Why, why, why would I talk about homeschool philosophies in such a glib way. Why, why, why would I need to talk about homeschool philosophies, and why you don’t need to care?
If you haven’t heard that there’s more than one way to homeschool, I shall direct you to these approaches:
- Classical homeschooling
- Charlotte Mason homeschooling
- Eclectic homeschooling
- Project-Based Homeschooling
I’m sure I’m missing a couple (dozen). There’s a list a mile long about how you COULD homeschool, even suggesting how you SHOULD, homeschool.
So now that we’ve got that out of the way…let’s talk about YOUR actual homeschool philosophy.
The philosophy of education that you have inside YOU. The one that is born out of your own experience, watching your own kids, and your own values.
The unsaid and said philosophy that influences…
- how you see your children
- how do you approach your child’s educational goals
- how you approach their interests
- whether you tell them they’re in a grade
- whether they get report cards
- whether they get a recess
- whether you know who the great Johns are (and I’m not talking about the apostle John or your John Henry)
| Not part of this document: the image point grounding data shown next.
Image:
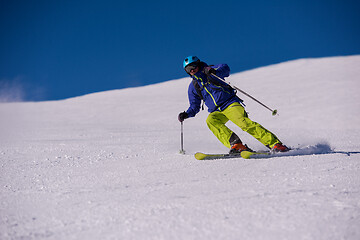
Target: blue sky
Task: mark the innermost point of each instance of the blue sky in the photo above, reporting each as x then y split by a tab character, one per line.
52	50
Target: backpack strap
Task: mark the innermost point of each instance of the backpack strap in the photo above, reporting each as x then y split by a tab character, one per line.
198	91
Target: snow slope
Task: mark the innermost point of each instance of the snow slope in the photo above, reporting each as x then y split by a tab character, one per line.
106	165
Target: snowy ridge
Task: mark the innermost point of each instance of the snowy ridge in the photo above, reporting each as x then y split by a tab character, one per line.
106	165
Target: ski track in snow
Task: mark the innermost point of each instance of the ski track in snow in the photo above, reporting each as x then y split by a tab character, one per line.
106	165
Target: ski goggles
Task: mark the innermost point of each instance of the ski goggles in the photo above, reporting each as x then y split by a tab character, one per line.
191	67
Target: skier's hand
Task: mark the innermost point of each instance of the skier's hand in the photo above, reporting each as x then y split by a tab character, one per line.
182	116
209	70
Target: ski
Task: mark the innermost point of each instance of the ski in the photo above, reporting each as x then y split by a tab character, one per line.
308	150
243	154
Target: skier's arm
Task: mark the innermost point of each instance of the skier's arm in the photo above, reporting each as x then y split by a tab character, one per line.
194	100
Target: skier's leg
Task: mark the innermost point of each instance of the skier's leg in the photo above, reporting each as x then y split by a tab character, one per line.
236	113
216	123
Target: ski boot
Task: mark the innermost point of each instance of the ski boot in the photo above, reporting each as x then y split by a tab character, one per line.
279	148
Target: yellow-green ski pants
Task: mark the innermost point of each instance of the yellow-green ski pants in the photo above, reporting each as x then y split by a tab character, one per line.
236	113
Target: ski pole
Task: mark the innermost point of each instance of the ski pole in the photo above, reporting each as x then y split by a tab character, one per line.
182	151
274	112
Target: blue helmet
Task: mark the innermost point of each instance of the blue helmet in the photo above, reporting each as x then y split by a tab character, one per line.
190	59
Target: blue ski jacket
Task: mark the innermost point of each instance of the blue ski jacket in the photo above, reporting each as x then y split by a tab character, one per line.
217	95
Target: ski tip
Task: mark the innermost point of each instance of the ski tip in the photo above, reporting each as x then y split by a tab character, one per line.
200	156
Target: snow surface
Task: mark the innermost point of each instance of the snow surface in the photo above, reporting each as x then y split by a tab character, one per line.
107	165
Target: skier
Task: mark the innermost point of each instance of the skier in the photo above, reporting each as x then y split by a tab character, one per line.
223	105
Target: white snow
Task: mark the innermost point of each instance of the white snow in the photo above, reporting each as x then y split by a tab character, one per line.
106	165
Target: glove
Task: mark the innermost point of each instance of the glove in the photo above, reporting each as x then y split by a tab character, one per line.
182	116
209	70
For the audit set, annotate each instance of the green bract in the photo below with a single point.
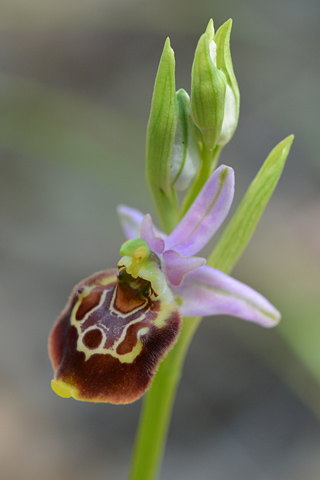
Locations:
(185, 158)
(160, 137)
(208, 90)
(232, 100)
(243, 223)
(214, 89)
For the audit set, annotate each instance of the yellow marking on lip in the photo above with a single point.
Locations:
(63, 389)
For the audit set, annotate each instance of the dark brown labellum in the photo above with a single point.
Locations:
(108, 341)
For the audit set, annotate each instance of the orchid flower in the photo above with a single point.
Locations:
(201, 290)
(118, 324)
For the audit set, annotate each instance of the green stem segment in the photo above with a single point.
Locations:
(157, 408)
(158, 403)
(209, 162)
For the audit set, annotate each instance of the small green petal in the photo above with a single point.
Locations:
(242, 225)
(161, 134)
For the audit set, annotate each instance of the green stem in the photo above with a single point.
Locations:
(209, 162)
(157, 408)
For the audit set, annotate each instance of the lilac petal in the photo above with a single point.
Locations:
(177, 266)
(208, 291)
(130, 220)
(155, 243)
(205, 215)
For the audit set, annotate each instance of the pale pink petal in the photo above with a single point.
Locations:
(205, 215)
(177, 266)
(207, 291)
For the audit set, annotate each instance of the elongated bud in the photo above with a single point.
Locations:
(208, 90)
(186, 157)
(117, 325)
(232, 98)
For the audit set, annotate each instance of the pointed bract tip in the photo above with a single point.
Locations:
(210, 28)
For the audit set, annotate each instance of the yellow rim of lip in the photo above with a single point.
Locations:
(63, 389)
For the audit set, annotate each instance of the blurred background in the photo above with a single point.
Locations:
(76, 81)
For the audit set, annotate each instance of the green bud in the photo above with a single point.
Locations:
(208, 90)
(160, 137)
(232, 98)
(186, 158)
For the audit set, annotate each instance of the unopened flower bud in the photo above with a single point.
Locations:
(208, 90)
(214, 89)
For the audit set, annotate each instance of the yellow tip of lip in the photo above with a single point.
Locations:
(62, 389)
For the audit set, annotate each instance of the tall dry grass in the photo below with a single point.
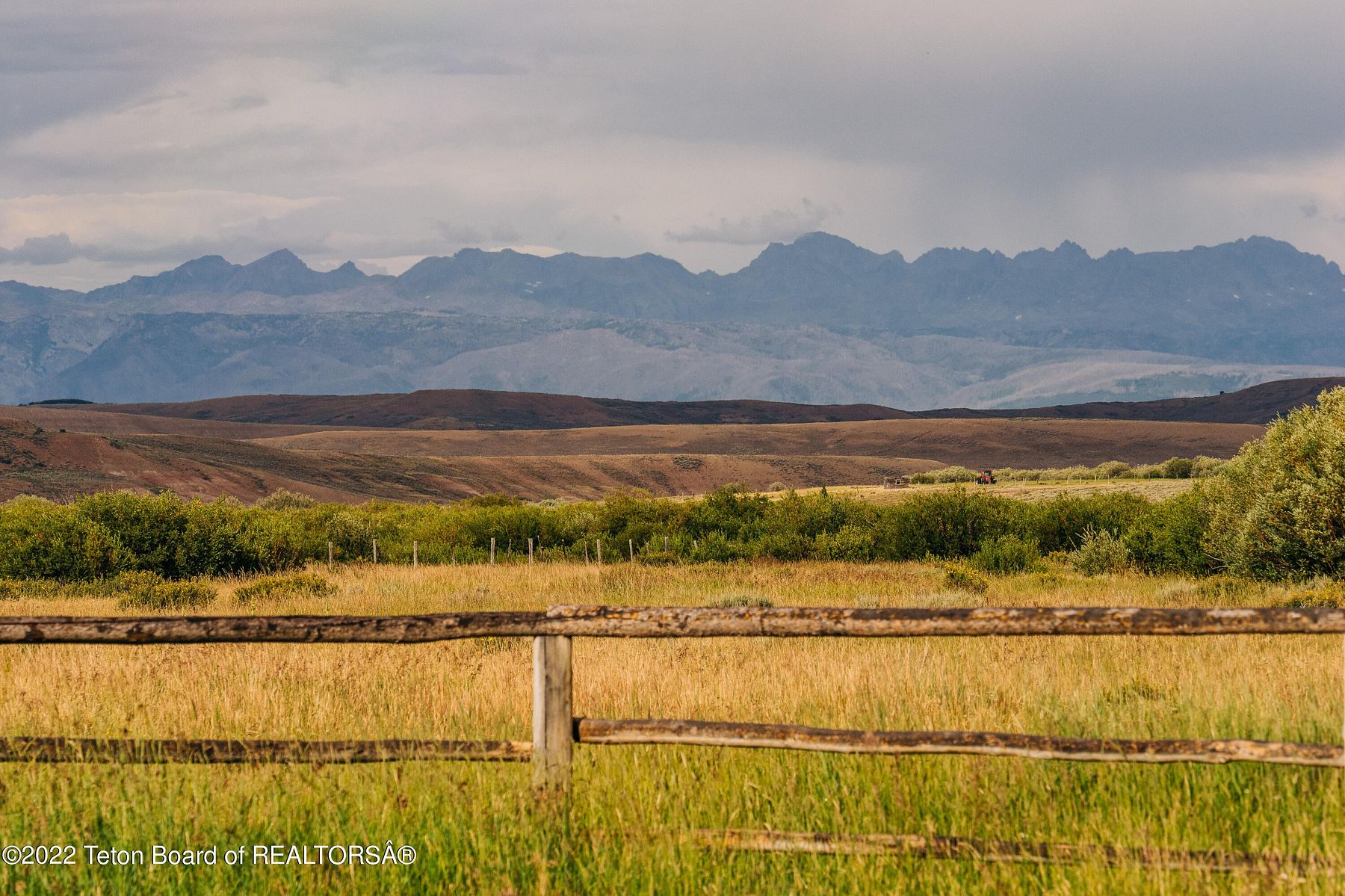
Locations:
(477, 828)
- whether you can explain Charlotte Mason’s principles
- whether you know about the grammar, logic, and rhetoric phases of learning
- whether you know how many pages are in Susan Wise Bauer’s famous tome (PS it’s a lot).
My first few weeks of homeschooling are a whole lot different than now.
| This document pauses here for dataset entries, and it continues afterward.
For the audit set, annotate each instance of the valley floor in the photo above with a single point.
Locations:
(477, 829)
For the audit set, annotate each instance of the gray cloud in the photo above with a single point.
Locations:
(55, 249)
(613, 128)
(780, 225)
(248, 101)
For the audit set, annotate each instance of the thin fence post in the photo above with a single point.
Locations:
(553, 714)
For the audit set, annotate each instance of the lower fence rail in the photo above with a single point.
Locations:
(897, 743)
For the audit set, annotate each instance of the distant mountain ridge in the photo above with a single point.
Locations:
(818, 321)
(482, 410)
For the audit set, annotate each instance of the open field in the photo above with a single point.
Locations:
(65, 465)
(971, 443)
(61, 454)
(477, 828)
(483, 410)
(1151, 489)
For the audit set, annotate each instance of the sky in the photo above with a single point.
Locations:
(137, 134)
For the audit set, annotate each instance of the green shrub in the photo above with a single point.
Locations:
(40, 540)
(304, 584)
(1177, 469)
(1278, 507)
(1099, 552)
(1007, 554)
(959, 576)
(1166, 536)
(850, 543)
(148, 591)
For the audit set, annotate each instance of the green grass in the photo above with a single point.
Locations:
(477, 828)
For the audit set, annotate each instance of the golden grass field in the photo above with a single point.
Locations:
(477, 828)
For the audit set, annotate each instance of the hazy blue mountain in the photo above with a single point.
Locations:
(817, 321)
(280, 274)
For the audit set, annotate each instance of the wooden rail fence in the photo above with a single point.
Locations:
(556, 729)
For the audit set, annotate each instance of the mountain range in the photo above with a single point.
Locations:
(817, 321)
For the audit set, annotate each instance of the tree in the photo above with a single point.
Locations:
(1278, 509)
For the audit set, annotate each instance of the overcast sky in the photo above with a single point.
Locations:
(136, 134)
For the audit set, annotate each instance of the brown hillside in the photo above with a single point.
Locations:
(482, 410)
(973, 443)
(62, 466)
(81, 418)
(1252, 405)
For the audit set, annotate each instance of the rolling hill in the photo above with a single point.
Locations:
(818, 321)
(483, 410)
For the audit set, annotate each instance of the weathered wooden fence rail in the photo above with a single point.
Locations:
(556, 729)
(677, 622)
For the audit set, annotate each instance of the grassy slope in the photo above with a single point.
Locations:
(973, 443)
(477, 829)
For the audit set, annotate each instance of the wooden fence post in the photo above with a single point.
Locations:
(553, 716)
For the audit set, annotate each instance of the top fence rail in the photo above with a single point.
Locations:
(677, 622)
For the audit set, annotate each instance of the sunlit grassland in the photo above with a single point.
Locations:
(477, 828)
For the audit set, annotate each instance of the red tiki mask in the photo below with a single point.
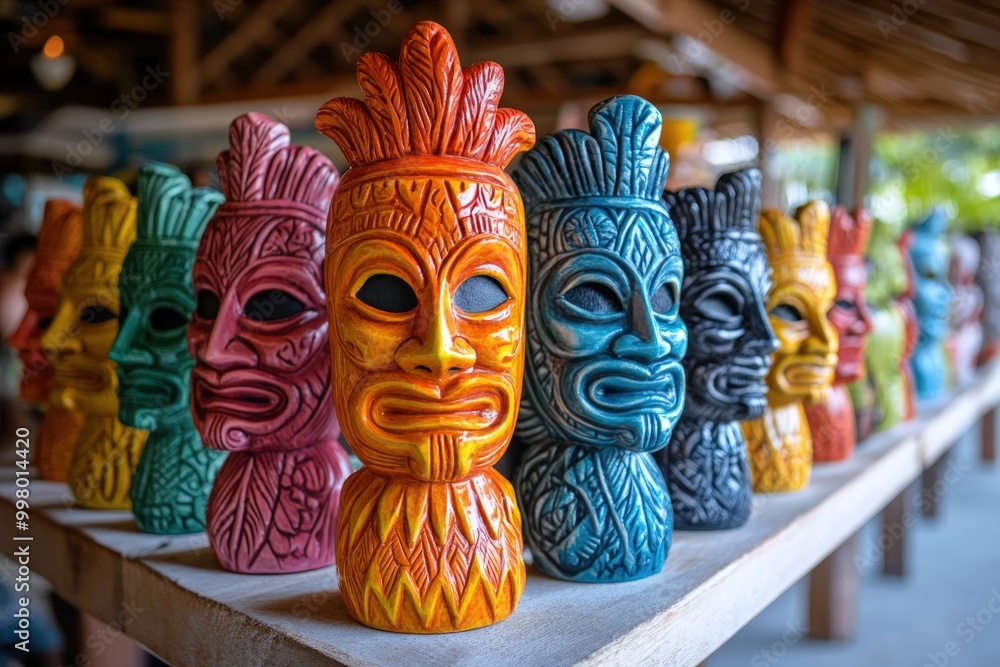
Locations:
(426, 284)
(831, 421)
(59, 242)
(261, 380)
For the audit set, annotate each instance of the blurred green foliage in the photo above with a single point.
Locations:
(958, 170)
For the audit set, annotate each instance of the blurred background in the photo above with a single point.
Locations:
(888, 104)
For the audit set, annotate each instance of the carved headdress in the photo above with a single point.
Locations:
(109, 216)
(171, 212)
(423, 118)
(262, 169)
(800, 239)
(717, 223)
(59, 242)
(849, 232)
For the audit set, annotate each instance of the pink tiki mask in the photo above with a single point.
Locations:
(261, 382)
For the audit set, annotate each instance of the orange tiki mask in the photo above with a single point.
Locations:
(831, 421)
(78, 343)
(59, 243)
(425, 282)
(779, 443)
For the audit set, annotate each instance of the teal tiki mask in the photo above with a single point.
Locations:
(175, 473)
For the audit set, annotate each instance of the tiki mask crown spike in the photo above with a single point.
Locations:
(109, 210)
(804, 236)
(61, 235)
(262, 166)
(170, 209)
(849, 232)
(426, 105)
(734, 206)
(621, 157)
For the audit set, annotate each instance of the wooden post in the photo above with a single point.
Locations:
(894, 527)
(833, 594)
(988, 432)
(930, 497)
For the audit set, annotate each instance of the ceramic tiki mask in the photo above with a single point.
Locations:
(886, 358)
(987, 278)
(932, 300)
(604, 386)
(78, 343)
(261, 380)
(727, 278)
(966, 338)
(832, 421)
(59, 241)
(779, 443)
(175, 473)
(425, 277)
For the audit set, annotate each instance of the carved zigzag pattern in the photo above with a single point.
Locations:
(429, 558)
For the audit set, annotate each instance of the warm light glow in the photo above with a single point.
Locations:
(54, 46)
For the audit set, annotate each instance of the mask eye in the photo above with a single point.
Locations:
(167, 319)
(663, 299)
(845, 305)
(787, 313)
(720, 306)
(594, 298)
(480, 294)
(272, 306)
(388, 293)
(208, 305)
(96, 315)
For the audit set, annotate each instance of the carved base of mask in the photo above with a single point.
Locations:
(964, 346)
(173, 481)
(429, 558)
(707, 475)
(276, 512)
(887, 367)
(57, 436)
(104, 462)
(780, 448)
(832, 426)
(595, 515)
(930, 369)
I remember the first few weeks we homeschooled.
- We sat in a circle,
- rang the bell at 0830 each morning,
- opened and closed our books on a bell schedule,
- sat in our home classroom,
- and dictated presidential quotes for the kids.
Anywho, that lasted two weeks.
Early in my homeschool years, I attended a homeschool conference where I was encouraged to write a formal family homeschool philosophy statement each year.
Oh boy! I don’t have time to DO the homeschooling let alone write my philosophy statement. As much as I like writing, this suggestion seemed tedious.
And it is if you’re trying to be declarative, unshifting, firm, and dogmatic. What do I believe about homeschooling for the rest of my life? If you’re like me, you’ll discover that your thoughts change over the years. Especially when you do something long enough.
Homeschool philosophy statements are like a general outline for a book, a mission statement for a business, or a budget for your family income.
Random acts of homeschool intention might not get you where you want to go, so you might want to direct your intentions.
Assume you’re making guesstimations as you write your homeschool philosophy. This is not a permanent record of the statement, not a marriage vow, not a hand on the bible in the courtroom moment, not a declaration of presidential integrity (haha, sorry, couldn’t resist).
This homeschool philosophy statement is a general outline that you will hone for the rest of your homeschool years.
If you sit with a cup of tea and ponder the following post (maybe even write your thoughts), you’ll have the base outline for your homeschool philosophy: writing your homeschool philosophy statement.
And if you just gotta know where your homeschool philosophy sensibilities lie, for no reason but JUST FOR FUN, you can check out this quiz and see where your homeschool philosophy quiz most aligns.
Watching my kids approach learning, questioning why I was homeschooling, and asking myself what the benefits were, compelled me to consider, what is an education anyway?
Ponder these thoughts, consider your values, your family, and your goals: what is your intention toward your child’s education?
Then write it down.
Count on it that whatever you write THIS YEAR, will definitely not be the same as you write NEXT YEAR.
You don’t need a fixed homeschool philosophy. You’ve got kids that will teach you every step of the way.